ArXiv Scientific Papers Vector Similarity Search with Milvus 2.1
Introduction
One of the best ways to learn any latest Data Science topic is by reading open-sourced research papers on arxiv.org. However, the vast number of research papers can be overwhelming even for the most seasoned researcher to sort through. Tools like connected papers can help, but they measure similarity based on the citations and bibliography shared between papers, not the semantic meaning of the text in these documents.
In this post, I set out to build a semantic similarity search engine, which takes a single “query” paper as input and uses state-of-the-art NLP to find the top-K most similar papers from the arxiv corpus of approximately 640K computer science papers! The search runs with <50ms latency on a single laptop! Specifically, in this post, I’ll cover
- Setup the environment and download the arXiv data from Kaggle
- Load the data into Python using Dask
- Implementing a scientific paper semantic similarity search application using Milvus vector database
The techniques used in this post can be used as a template to build any NLP semantic similarity search engine, not just scientific papers. The only difference would be the pre-trained model used.
For this post, we’ll use the arXiv Dataset from Kaggle, which the authors released under the CC0: Public Domain license.
I outlined the production-scale vector similarity search considerations in my previous post. All those considerations apply to this project as well. Milvus vector database is so well designed that many of the steps are exactly the same and are replicated here only for completeness.
Setup the environment and download the arxiv data from Kaggle.
Cornel University has uploaded the entire arXiv corpus to a Kaggle dataset and licensed it under the CC0: Public Domain license. We can directly download the dataset using the Kaggle API. If you’ve not already done so, please set up the Kaggle API on your system by following these instructions.
We’ll use a conda environment for this post called semantic_similarity. If you’ve not installed conda on your system, you can do so by installing the open-sourced mini forge from its GitHub repository. The steps below create the necessary directories and conda environment, install the required Python libraries, and download the arxiv dataset from Kaggle.
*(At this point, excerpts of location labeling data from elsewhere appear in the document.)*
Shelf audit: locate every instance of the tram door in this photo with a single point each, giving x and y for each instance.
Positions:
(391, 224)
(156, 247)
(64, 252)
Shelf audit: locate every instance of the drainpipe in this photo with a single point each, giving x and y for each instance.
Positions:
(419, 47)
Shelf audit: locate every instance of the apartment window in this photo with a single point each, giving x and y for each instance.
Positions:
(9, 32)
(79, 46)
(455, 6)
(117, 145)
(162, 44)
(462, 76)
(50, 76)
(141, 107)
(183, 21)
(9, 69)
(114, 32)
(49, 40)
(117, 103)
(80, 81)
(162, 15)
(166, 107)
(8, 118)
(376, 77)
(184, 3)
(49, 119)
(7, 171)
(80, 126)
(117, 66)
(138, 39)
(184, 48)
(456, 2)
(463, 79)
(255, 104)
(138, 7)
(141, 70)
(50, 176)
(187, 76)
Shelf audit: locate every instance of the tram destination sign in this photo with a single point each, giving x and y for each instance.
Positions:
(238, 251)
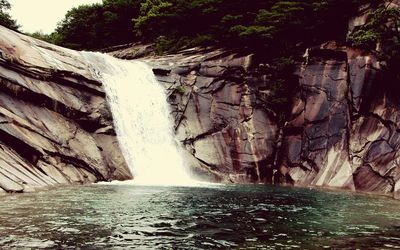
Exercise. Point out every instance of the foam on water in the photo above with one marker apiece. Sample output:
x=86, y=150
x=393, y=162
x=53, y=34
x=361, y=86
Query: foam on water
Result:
x=141, y=117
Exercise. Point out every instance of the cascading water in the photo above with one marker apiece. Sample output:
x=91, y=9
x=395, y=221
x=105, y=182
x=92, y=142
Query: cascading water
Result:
x=141, y=117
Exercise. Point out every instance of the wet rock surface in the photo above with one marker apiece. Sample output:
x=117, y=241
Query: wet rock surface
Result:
x=343, y=131
x=55, y=125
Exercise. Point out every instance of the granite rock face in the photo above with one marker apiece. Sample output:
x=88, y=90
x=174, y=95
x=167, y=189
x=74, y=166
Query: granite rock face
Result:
x=55, y=126
x=228, y=133
x=342, y=133
x=344, y=130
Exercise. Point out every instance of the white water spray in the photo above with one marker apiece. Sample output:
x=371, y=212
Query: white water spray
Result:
x=141, y=117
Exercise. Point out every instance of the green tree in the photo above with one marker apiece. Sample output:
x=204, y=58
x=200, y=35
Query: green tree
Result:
x=5, y=19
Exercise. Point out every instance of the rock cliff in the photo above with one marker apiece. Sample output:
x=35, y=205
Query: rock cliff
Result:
x=55, y=126
x=343, y=131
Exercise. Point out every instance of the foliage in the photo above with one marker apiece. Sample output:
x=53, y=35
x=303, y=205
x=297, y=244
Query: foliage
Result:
x=98, y=26
x=5, y=18
x=383, y=25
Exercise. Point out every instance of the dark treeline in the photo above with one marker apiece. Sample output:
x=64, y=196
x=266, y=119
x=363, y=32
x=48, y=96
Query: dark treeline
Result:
x=5, y=19
x=275, y=26
x=278, y=31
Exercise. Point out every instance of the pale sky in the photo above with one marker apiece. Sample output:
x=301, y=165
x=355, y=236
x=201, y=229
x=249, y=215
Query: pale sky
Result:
x=42, y=15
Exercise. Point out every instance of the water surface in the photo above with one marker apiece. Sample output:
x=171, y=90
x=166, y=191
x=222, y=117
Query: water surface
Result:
x=238, y=217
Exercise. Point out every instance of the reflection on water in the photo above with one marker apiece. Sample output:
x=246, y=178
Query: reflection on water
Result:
x=251, y=217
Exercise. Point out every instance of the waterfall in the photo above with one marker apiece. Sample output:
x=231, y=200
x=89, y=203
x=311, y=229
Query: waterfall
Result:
x=141, y=117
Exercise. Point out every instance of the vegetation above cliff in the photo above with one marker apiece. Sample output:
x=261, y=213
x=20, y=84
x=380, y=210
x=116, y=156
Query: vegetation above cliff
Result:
x=273, y=25
x=5, y=19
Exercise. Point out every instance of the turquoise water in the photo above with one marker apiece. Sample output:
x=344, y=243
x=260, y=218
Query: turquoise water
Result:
x=217, y=217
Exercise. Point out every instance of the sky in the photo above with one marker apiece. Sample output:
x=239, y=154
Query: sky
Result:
x=42, y=15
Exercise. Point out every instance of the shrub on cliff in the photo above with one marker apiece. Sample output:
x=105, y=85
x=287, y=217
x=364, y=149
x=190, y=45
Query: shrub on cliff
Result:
x=5, y=18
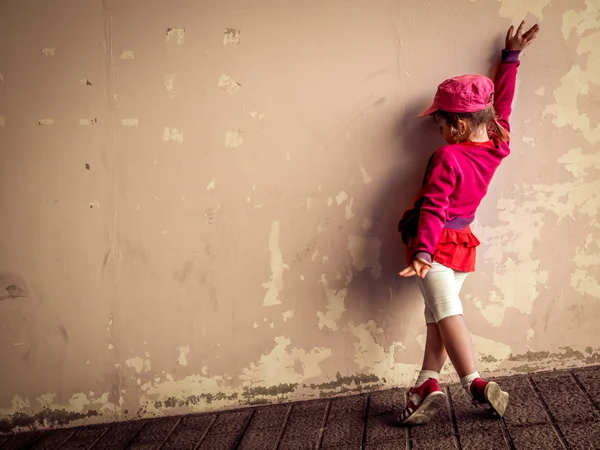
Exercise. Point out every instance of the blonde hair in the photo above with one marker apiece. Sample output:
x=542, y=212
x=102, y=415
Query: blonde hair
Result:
x=475, y=120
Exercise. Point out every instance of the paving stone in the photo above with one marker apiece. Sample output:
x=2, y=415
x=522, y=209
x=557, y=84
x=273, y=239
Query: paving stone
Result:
x=391, y=401
x=264, y=439
x=268, y=417
x=153, y=433
x=581, y=435
x=493, y=440
x=343, y=447
x=230, y=423
x=53, y=440
x=22, y=441
x=524, y=407
x=382, y=429
x=220, y=442
x=119, y=435
x=189, y=432
x=590, y=379
x=348, y=407
x=385, y=446
x=309, y=442
x=442, y=443
x=538, y=436
x=317, y=407
x=471, y=419
x=564, y=398
x=84, y=437
x=339, y=432
x=302, y=425
x=440, y=425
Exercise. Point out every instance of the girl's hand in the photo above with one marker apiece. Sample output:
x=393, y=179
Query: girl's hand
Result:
x=520, y=40
x=418, y=267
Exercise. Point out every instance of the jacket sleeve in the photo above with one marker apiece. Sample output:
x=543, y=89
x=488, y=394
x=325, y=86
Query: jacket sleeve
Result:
x=438, y=187
x=504, y=86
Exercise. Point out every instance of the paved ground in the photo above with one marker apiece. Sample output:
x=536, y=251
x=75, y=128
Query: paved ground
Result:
x=548, y=411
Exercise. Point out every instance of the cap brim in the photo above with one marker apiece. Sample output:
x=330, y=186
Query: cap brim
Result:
x=429, y=111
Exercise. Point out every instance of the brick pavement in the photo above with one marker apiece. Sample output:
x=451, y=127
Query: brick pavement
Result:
x=555, y=410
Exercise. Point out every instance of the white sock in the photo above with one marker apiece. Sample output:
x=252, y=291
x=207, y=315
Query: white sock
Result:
x=425, y=375
x=466, y=380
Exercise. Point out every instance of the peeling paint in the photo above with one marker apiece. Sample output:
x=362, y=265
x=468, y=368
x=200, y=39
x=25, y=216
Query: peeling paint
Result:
x=365, y=254
x=335, y=305
x=173, y=135
x=175, y=35
x=365, y=176
x=275, y=285
x=183, y=350
x=170, y=85
x=234, y=138
x=130, y=122
x=228, y=84
x=231, y=36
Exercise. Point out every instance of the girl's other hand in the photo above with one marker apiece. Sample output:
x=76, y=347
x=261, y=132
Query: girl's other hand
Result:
x=418, y=267
x=520, y=40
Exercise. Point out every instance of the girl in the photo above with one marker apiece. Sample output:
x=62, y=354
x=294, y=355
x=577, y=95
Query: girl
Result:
x=472, y=112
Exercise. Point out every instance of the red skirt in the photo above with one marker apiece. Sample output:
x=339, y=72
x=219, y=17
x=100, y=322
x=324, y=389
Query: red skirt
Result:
x=456, y=249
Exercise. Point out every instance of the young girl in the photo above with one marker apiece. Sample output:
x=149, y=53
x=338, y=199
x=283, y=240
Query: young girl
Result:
x=472, y=112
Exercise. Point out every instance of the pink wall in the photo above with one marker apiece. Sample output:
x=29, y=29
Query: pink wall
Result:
x=197, y=219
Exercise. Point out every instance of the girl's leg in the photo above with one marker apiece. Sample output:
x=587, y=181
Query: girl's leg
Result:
x=435, y=351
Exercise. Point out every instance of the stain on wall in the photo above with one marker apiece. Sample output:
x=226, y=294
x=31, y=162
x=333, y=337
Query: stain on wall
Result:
x=256, y=260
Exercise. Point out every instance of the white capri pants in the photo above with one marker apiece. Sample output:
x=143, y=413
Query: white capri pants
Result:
x=440, y=289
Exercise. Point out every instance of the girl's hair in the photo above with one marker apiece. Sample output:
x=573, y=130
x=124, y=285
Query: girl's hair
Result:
x=475, y=120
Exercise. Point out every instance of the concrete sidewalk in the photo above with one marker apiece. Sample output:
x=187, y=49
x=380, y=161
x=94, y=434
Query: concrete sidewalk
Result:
x=558, y=410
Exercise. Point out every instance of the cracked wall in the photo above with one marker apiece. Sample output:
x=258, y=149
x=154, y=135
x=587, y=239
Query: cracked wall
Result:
x=200, y=199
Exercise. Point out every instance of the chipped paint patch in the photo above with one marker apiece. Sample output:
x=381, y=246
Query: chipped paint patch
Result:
x=274, y=286
x=335, y=305
x=370, y=355
x=231, y=36
x=127, y=54
x=281, y=365
x=287, y=315
x=365, y=176
x=130, y=122
x=518, y=8
x=341, y=198
x=529, y=141
x=228, y=84
x=183, y=350
x=365, y=253
x=234, y=138
x=348, y=214
x=579, y=80
x=138, y=364
x=175, y=35
x=173, y=135
x=485, y=347
x=170, y=85
x=257, y=115
x=578, y=163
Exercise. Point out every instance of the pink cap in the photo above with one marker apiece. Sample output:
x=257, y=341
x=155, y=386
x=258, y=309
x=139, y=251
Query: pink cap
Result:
x=467, y=93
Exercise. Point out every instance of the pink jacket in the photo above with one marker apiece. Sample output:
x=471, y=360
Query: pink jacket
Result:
x=458, y=175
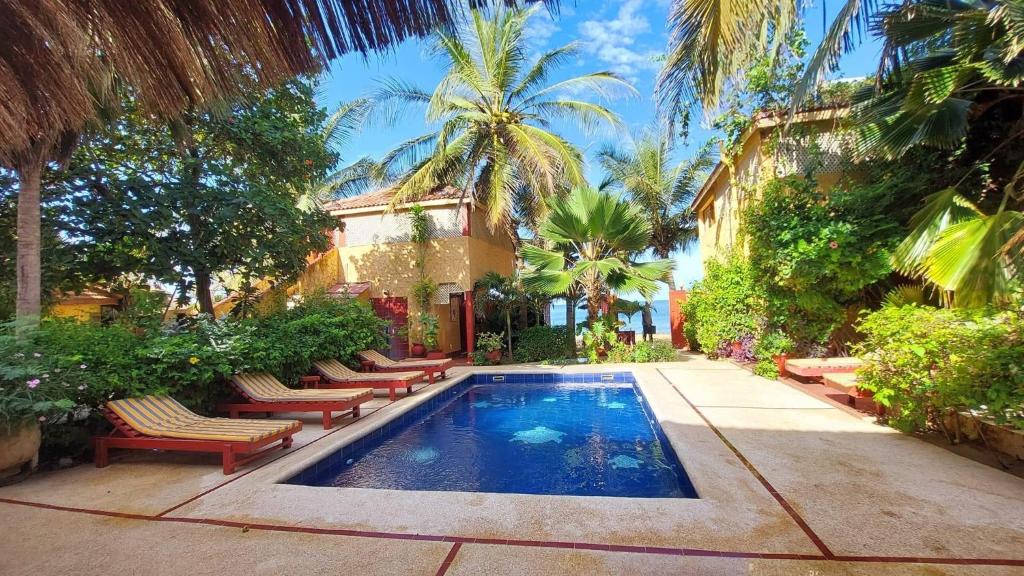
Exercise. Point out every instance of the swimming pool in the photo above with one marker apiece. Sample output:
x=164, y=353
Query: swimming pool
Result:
x=588, y=435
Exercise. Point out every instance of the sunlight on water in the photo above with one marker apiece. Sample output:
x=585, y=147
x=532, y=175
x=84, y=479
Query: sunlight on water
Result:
x=540, y=435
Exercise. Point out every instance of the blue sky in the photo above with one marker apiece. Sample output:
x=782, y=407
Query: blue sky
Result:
x=624, y=36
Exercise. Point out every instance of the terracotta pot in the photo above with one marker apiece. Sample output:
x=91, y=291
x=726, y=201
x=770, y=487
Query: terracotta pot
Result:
x=779, y=360
x=19, y=450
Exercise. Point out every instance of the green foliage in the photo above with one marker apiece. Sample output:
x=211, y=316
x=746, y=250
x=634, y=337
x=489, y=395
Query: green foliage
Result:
x=642, y=352
x=488, y=341
x=429, y=328
x=596, y=237
x=770, y=344
x=922, y=361
x=76, y=367
x=598, y=335
x=492, y=115
x=539, y=343
x=321, y=327
x=205, y=195
x=816, y=252
x=726, y=305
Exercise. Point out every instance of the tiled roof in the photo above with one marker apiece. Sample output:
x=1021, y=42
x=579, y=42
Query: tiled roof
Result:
x=383, y=198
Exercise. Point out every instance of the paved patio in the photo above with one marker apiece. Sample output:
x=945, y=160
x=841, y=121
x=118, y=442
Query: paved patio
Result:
x=787, y=483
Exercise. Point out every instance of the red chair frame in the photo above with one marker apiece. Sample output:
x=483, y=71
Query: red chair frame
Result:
x=323, y=380
x=232, y=453
x=325, y=406
x=430, y=371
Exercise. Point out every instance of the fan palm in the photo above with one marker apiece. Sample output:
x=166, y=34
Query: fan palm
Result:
x=966, y=69
x=349, y=179
x=59, y=58
x=662, y=189
x=493, y=110
x=594, y=238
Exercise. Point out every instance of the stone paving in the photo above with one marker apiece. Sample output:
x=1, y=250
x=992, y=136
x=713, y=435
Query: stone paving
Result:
x=788, y=485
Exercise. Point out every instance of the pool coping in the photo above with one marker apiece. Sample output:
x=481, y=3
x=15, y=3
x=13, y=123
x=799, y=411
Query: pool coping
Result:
x=357, y=445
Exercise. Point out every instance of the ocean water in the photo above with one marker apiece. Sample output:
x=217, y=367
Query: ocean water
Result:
x=659, y=314
x=529, y=438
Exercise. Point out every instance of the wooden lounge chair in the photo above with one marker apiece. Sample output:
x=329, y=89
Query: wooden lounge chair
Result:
x=263, y=393
x=385, y=364
x=334, y=374
x=815, y=367
x=159, y=422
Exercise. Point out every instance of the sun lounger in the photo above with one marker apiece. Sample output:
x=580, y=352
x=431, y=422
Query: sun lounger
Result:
x=815, y=367
x=334, y=374
x=263, y=393
x=385, y=364
x=159, y=422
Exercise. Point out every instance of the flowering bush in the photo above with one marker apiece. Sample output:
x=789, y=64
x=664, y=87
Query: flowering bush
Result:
x=921, y=361
x=815, y=252
x=61, y=373
x=726, y=305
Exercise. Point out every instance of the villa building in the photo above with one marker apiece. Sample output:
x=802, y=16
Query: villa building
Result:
x=765, y=152
x=376, y=260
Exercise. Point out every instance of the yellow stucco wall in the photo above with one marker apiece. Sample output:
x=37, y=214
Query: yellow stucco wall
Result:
x=391, y=271
x=727, y=197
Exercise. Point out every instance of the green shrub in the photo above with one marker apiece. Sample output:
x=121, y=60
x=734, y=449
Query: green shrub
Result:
x=923, y=361
x=726, y=305
x=539, y=343
x=643, y=352
x=769, y=344
x=76, y=367
x=816, y=252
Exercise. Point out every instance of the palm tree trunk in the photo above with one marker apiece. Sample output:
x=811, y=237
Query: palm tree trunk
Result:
x=570, y=304
x=29, y=302
x=204, y=295
x=508, y=329
x=671, y=281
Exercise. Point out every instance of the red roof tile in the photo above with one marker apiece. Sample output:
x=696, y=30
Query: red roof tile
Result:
x=383, y=198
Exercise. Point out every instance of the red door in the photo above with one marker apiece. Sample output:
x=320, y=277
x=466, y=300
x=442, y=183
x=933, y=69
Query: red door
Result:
x=395, y=312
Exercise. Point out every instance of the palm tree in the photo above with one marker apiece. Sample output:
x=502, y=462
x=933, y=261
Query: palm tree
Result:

# Create the necessary directories
mkdir -p semantic_similarity/notebooks semantic_similarity/data semantic_similarity/milvus
# CD into the data directory
cd semantic_similarity/data
# Create and activate a conda environment
conda create -n semantic_similarity python=3.9
conda activate semantic_similarity
## Create Virtual Environment using venv if not using conda
# python -m venv semantic_similarity
# source semantic_similarity/bin/activate
# Pip install the necessary libraries
pip install jupyterlab kaggle matplotlib scikit-learn tqdm ipywidgets
pip install "dask[complete]" sentence-transformers
pip install pandas pyarrow pymilvus protobuf==3.20.0
# Download data using the kaggle API
kaggle datasets download -d Cornell-University/arxiv
# Unzip the data into the local directory
unzip arxiv.zip
# Delete the Zip file
rm arxiv.zip
Load the data into Python using Dask
The data we downloaded from Kaggle is a 3.3GB JSON file containing around 2 million papers! To efficiently process such a large dataset, it’s not a good idea to load the entire dataset into memory using pandas. Instead, we can use Dask to split the data into multiple partitions and only load a few partitions into memory at any given time.
Dask
Dask is an open-source library that allows us to apply parallel computing with an API similar to pandas easily. It’s straightforward to set up on your local machine by running,pip install dask[complete]
as shown in the setup section. Let’s start by first importing the necessary libraries.
import dask.bag as db
import json
from datetime import datetime
import time
data_path = '../data/arxiv-metadata-oai-snapshot.json'
We’ll use two components of Dask to process the large arxiv JSON file efficiently.
- Dask Bag: It lets us load the JSON file in blocks of a fixed size and run some pre-processing functions on each row of data.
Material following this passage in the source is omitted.